Hukukun üstünlüğü için çalişiyoruz
Açılış konuşmasını gerçekleştiren İzmir Barosu Başkanı Av. Aydın Özcan, İzmir Barosu ve Daha İyi Yargı Derneği’nin ortak amacının ülkedeki hukuksuzluğun bir an önce ortadan kaldırılması, hukukun üstünlüğünün, yargı bağımsızlığının, basın özgürlüğünün temel hak ve özgürlüklerin sonuna kadar iyileştirilmesi olduğunu söyledi.
Son yıllarda ülkemizde bu değerlerin gözardı edildiğini ifade eden Baro Başkanı Özcan, “İkinci KHK’ler döneminden itibaren özellikle avukatlık mesleği itibarsızlaştırılmaya çalışılıyor. Avukatların cezaevlerinde müvekkilleri ile evrensel hukuk normlarının belirtmiş olduğu koşullarda ayrı ve gizli olarak görüşme yapamıyorlar. İzmir’de olmasa bile birçok yerde avukatların adliyelere, cezaevlerine, emniyet binalarına girerken aranmak isteniyor. Bunlar evrensel ve ulusal güvencelerin ortadan kalktığını gösteren en önemli göstergelerdir” dedi.
Yargiya olan güven azaliyor
Siyaseten tarafsız bir düşünce kuruluşu olma ilkesiyle yola çıktıklarını belirten Daha İyi Yargı Derneği Yönetim Kurulu Başkanı Av. Mehmet Gün, amaçlarının Türk yargısının sorunlarını belirlemek ve hayata geçirilebilir öneriler oluşturarak toplumsal mutabakat sağlamak olduğunu dile getirdi.
Yapılan araştırmalara göre toplumun adalet ve yargıya olan inancında bir azalma gözlendiğini belirten Mehmet Gün, Türk yargısının 3.1 puanla 138 ülke arasında 96'ıncı sırada bulunduğunu kaydetti.
Av. Mehmet Gün, şöyle devam etti: “Yargının iş yükü altında ezildiği, yargılamaların geciktiği, kararların isabetsiz ve adeletsiz olduğu, avukatların delilleri toplayamadığı, savunma hakkının zorlaştırılıp kısıtlandığı, hak arama özgürlüğünün ise suistimal edildiği bir ortamda çalışıyoruz. Gerçeğin ortaya çıkarılmasındaki sorunlar nedeniyle en yetkin hakimlerin gördüğü basit davaların yargılaması bile yıllar sürmektedir. Gerçeklerin ve delillerin tam ve doğru olarak açıklanmasını sağlamak tüm paydaşlara büyük kazançlar ve fırsatlar getirecek, yarğının iş yüakü azalacak, yargı daha az kaynakla ve daha yüksek kalitede huzmet üretebilecektir. Böyle bir düzende toplumun uyuşmazlıkları yönetme zihniyeti değişecek, uzlaşma ve işbirliği kültürü hızla gelişecek; yargı topluma maliyet olmaktan çıkarak yüksek katma değer sağlar hale gelecektir. Kaynakların daha verimli kullanılması zorlukları fırsatlara dönüştürecek ve Türk hukuk sektörünün gelişmesi ve hizmet ihraç eder hale gelmesi hızlanacaktır”

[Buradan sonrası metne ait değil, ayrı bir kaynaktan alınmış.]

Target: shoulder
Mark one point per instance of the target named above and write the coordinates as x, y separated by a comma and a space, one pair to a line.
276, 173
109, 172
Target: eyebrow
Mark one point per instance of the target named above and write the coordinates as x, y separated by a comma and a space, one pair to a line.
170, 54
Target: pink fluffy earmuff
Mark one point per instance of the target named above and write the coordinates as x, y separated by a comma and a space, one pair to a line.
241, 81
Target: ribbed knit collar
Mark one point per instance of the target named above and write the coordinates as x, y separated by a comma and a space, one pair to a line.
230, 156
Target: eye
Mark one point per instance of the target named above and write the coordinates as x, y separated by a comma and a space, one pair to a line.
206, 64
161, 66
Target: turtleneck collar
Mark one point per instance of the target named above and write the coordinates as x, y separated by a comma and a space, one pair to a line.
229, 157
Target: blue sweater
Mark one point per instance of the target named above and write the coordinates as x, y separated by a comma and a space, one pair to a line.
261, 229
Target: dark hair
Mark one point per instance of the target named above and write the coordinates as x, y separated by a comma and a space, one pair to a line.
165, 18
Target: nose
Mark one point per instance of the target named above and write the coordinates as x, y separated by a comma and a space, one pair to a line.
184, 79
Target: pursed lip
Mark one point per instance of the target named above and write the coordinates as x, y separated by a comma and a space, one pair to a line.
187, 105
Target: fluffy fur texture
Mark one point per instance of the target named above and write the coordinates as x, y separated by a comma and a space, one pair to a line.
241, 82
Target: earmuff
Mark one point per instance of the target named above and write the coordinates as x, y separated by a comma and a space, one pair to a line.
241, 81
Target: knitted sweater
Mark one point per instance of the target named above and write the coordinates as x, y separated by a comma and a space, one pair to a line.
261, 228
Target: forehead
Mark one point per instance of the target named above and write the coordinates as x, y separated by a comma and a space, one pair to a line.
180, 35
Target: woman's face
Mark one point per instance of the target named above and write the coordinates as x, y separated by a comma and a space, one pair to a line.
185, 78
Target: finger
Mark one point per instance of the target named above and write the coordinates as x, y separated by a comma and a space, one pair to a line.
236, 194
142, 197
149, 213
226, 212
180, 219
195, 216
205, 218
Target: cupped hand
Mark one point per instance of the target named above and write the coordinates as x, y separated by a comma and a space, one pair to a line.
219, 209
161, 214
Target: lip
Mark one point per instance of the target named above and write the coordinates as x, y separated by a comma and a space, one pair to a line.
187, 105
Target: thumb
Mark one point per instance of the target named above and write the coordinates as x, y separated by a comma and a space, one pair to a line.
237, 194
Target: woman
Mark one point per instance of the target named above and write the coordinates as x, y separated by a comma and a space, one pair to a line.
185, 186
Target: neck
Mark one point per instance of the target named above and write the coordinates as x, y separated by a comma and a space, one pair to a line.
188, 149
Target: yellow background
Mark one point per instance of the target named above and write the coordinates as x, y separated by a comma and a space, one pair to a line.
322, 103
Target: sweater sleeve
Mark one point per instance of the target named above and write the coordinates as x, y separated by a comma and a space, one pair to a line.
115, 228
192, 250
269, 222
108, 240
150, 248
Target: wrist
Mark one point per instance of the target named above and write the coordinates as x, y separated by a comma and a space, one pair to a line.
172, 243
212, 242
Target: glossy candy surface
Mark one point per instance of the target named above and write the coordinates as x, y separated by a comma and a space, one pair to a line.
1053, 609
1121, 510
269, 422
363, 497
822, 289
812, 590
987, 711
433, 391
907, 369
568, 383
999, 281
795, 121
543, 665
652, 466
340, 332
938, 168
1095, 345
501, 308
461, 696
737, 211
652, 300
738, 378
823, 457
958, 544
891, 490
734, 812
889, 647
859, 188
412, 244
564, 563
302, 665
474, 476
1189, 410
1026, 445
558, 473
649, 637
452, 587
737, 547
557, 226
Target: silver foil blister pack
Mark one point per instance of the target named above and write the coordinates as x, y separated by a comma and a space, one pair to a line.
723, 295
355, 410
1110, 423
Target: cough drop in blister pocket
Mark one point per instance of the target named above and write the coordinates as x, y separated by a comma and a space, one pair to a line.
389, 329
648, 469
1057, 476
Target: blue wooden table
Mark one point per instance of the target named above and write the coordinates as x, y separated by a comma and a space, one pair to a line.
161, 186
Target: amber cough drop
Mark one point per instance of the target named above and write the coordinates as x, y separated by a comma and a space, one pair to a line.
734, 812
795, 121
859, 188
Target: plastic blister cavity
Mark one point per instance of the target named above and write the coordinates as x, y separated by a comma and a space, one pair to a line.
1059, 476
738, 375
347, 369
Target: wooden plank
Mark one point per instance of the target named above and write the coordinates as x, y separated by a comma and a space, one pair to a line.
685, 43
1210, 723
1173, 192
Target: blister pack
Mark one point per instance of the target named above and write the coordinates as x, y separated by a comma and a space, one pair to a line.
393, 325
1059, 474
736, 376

Barolarda etik kurul olmali
İzmir Barosu Üyesi Ulvi Puğ ise hukukun tüm toplumlarda hatta diktatörlükle de yönetilen toplumlarda da var olduğunu söyledi.
Puğ, “Sosyal yangını söndürecek adalet divanıdır hukuk her sistemde vardır diktatörlükte de vardır hukuk mekanizmasının en önemli yanı adalettir” dedi.
Türkiye’de ki avukatlık staj sistemini de eleştiren Puğ, “İstanbul’da bir anket yapılmış ve stajer avukatların yüzde 70’i stajda yaşadığı durumdan memnun değil. İlk önce kendimizi değiştirmeliyiz” diye konuştu.
İzmir Barosuna da seslenen Puğ, “Stajyer eğitim merkezleri tüm illere yayılsın. Stajyer avukat kimliğini alan meslektaş onu gururla taşıması lazım. Adliyede avukatlar stajyerin arkasında durması lazım. Baroların kanun kurulunun yanına etik kurul gelmeli. Etik çalışmalar yapılmalı mesleki sorunları yenmek istiyorsak etik kurul oluşturulmalıdır” önerisini sundu.